In the last days of Jesus' life, Pilate asks him where he is from. Jesus doesn't answer. Pilate, shocked that someone would even passively refuse the demands of a Roman governor asks, "do you not know that I have authority to release you and authority to crucify you?" Jesus responds, "you would have no authority over me at all unless it had been given you from above." Pilate asks Jesus where he is from but instead learns where his authority comes from. Now, we don't know if this scared Pilate, or if he just thought Jesus was crazy. Either way, he did not deem the man worthy of crucifixion. Scripture says that from that point on he tried to change the Jewish leaders' minds. 

Jesus kept one thing at the center: the Gospel. His answer pointed back to God. Even though he initially defies Pilate in his silence, he knows the will of God and is not going to obstruct it. This is the same Jesus who told his followers to pay taxes, not because he fears Roman authority (as he defies it later by not answering Pilate's questions). They are to pay taxes so as to not give anyone, including the government, reason to doubt their salvation. Later in Acts, Paul uses his Roman citizenship to keep from being crucified, not because he fears for his life, but because he wants to continue to preach the Gospel.  William Wilberforce, a British politician, was moved to launch a campaign against the transatlantic slave trade because he believed that all people were created in the image of God.
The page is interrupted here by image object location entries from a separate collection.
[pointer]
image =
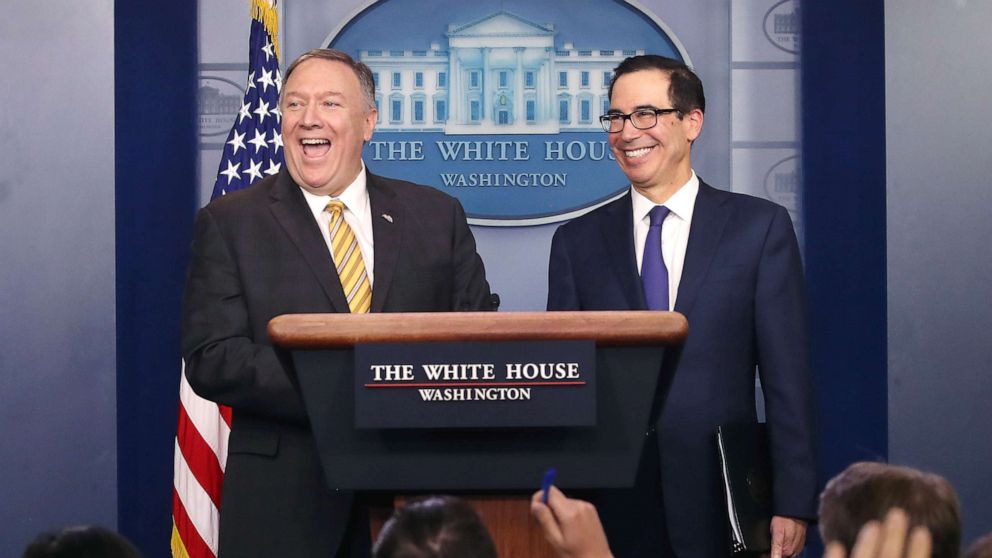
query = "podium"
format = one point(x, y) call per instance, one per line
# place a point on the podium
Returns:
point(497, 468)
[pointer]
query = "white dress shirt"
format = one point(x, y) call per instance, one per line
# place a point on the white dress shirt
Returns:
point(674, 230)
point(357, 213)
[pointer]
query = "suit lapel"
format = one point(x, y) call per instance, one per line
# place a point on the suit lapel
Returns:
point(617, 227)
point(388, 224)
point(291, 211)
point(709, 217)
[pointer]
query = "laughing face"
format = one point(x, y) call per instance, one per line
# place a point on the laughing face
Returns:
point(325, 121)
point(656, 160)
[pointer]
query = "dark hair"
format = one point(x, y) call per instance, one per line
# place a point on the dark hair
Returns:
point(982, 548)
point(436, 527)
point(81, 542)
point(685, 91)
point(865, 492)
point(362, 72)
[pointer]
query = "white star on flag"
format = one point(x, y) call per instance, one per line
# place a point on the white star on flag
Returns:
point(258, 141)
point(243, 113)
point(262, 111)
point(266, 80)
point(232, 172)
point(237, 142)
point(254, 170)
point(276, 141)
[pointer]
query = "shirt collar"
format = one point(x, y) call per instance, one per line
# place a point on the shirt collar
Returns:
point(355, 197)
point(681, 203)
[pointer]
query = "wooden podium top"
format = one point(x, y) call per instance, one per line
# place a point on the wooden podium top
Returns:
point(608, 328)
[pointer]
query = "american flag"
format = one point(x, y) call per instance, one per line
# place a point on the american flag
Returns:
point(252, 151)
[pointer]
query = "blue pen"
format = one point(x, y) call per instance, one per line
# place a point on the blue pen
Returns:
point(549, 479)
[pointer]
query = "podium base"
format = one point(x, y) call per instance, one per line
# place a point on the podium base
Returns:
point(507, 517)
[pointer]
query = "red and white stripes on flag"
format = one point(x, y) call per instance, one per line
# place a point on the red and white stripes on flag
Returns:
point(201, 436)
point(199, 461)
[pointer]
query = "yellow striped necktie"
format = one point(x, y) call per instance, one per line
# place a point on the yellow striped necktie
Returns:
point(348, 260)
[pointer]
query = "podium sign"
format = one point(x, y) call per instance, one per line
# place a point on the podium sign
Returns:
point(475, 384)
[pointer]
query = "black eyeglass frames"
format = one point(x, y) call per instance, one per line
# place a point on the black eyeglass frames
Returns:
point(642, 119)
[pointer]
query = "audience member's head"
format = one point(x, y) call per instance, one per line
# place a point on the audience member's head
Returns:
point(81, 542)
point(982, 548)
point(436, 527)
point(866, 491)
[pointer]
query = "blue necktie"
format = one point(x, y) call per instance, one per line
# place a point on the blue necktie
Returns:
point(654, 274)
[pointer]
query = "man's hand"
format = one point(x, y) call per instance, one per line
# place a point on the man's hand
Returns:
point(788, 536)
point(571, 526)
point(888, 540)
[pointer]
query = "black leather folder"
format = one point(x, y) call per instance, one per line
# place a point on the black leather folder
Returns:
point(746, 475)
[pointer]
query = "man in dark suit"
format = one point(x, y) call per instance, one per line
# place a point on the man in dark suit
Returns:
point(731, 264)
point(322, 235)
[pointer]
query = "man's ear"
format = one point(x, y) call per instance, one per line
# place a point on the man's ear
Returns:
point(693, 121)
point(370, 117)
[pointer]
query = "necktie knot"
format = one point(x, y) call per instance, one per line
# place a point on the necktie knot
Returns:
point(654, 274)
point(348, 261)
point(658, 214)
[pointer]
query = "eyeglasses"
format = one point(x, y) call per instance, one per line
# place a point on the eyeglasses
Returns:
point(642, 119)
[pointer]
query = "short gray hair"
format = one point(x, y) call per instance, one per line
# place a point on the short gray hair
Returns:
point(362, 71)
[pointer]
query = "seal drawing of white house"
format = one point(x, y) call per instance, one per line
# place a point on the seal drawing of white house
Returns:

Dietrich Bonhoeffer, a German pastor, sought to fight Hitler's doctrinal overhaul of German churches during the 1930s but not because he was clinging to polity and liturgy. He saw evil rising in the world and knew that the goodness of Christ stood in direct opposition to it.
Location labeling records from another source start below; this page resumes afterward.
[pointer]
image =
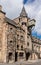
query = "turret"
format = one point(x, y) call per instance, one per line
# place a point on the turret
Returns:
point(2, 14)
point(31, 24)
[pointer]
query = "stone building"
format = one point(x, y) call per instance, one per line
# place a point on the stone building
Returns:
point(16, 41)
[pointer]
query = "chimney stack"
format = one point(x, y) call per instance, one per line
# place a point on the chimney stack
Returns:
point(0, 7)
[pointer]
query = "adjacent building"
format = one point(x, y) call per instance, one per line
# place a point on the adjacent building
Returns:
point(16, 41)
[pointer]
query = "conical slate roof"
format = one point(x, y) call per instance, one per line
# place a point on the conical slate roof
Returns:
point(23, 12)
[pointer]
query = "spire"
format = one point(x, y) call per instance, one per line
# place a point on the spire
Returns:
point(23, 12)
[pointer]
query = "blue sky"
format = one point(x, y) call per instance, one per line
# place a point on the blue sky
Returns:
point(32, 7)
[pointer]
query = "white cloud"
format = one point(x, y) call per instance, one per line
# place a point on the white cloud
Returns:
point(34, 11)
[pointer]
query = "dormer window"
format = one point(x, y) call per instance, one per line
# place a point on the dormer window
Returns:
point(24, 23)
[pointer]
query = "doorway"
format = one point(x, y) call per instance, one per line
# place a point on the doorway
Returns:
point(27, 55)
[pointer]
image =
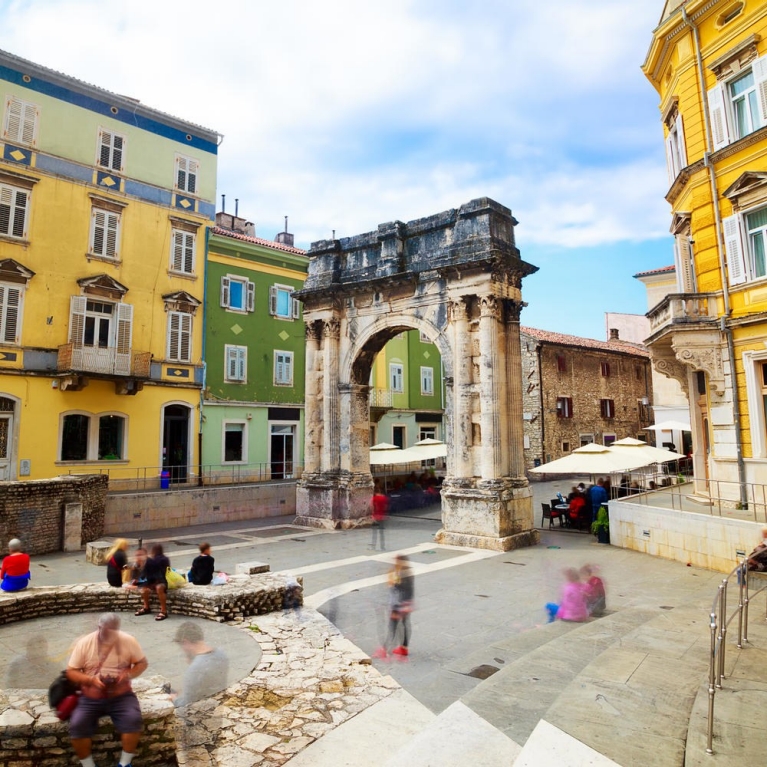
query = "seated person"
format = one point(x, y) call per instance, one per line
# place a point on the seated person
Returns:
point(14, 572)
point(203, 566)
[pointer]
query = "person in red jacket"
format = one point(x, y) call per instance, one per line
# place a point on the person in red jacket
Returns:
point(14, 572)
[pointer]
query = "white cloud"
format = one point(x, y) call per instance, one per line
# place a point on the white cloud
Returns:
point(346, 114)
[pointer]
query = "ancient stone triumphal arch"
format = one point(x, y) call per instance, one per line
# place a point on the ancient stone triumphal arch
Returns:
point(455, 276)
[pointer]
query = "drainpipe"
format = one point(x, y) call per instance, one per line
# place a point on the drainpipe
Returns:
point(722, 267)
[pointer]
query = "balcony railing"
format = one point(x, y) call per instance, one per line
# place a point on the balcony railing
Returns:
point(107, 361)
point(682, 308)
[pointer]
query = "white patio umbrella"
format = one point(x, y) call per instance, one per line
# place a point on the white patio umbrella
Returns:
point(669, 426)
point(592, 459)
point(645, 453)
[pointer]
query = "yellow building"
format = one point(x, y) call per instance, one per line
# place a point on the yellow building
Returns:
point(104, 205)
point(708, 62)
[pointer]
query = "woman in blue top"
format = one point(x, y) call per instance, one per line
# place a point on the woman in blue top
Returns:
point(154, 571)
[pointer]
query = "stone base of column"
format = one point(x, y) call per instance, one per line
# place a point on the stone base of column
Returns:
point(335, 501)
point(487, 514)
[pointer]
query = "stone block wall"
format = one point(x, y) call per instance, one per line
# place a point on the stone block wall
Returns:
point(30, 733)
point(33, 511)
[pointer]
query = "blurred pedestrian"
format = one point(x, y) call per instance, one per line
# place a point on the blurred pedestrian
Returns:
point(103, 663)
point(155, 569)
point(208, 668)
point(14, 572)
point(117, 560)
point(379, 511)
point(401, 590)
point(203, 567)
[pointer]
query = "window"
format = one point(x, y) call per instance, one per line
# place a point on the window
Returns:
point(234, 442)
point(179, 337)
point(281, 302)
point(427, 381)
point(396, 377)
point(564, 407)
point(14, 209)
point(90, 438)
point(20, 121)
point(186, 174)
point(111, 150)
point(105, 232)
point(283, 368)
point(182, 251)
point(236, 364)
point(10, 314)
point(676, 152)
point(738, 105)
point(238, 294)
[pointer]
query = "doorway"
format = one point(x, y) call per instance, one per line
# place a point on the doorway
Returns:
point(175, 442)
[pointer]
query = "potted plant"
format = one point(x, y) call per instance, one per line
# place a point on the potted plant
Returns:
point(601, 525)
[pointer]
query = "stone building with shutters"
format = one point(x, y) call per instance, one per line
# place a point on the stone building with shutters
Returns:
point(104, 203)
point(708, 63)
point(580, 390)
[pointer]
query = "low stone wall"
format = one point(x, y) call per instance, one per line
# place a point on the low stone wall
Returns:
point(243, 596)
point(53, 514)
point(138, 512)
point(30, 733)
point(703, 540)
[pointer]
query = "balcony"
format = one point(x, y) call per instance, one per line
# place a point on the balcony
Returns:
point(682, 309)
point(106, 361)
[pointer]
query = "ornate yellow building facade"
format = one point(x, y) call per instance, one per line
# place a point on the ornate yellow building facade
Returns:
point(708, 62)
There is no shortage of examples of people throughout history who, moved by their Christian convictions, fought for change in their political arenas. At the same time, there is no shortage of Scripture instructing Christians to submit to authorities. What, then, is the correct response to political authority that stands in direct contrast to biblical principles?

  1. GET INVOLVED. A Christian that is apathetic to the political system allows for the system to be apathetic towards Christians. Keep track of elections that are happening in the near future, especially the small and local ones such as City Council. Join a social movement. Join a political party. Run for office. If a cause stirs your heart, be its conduit for change.
  2. PRAY FOR YOUR LEADERS. Regardless of your political persuasion, take time to pray for those who represent you on the international stage as well as in City Hall. They need it just like the rest of us.
  3. DISAGREE WELL. I saved this one for last for a reason. Especially in politics, it is important for Christians to be ready to turn the other cheek because there will be those even within our own churches that we disagree with politically. The heart of the Christian is a passionate one, but it is not without mercy and grace.

We know it, but we need reminding that political parties don't save us from hell. Jesus does. At the end of the day, the one constant is God, and having that at the center of everything we do is essential.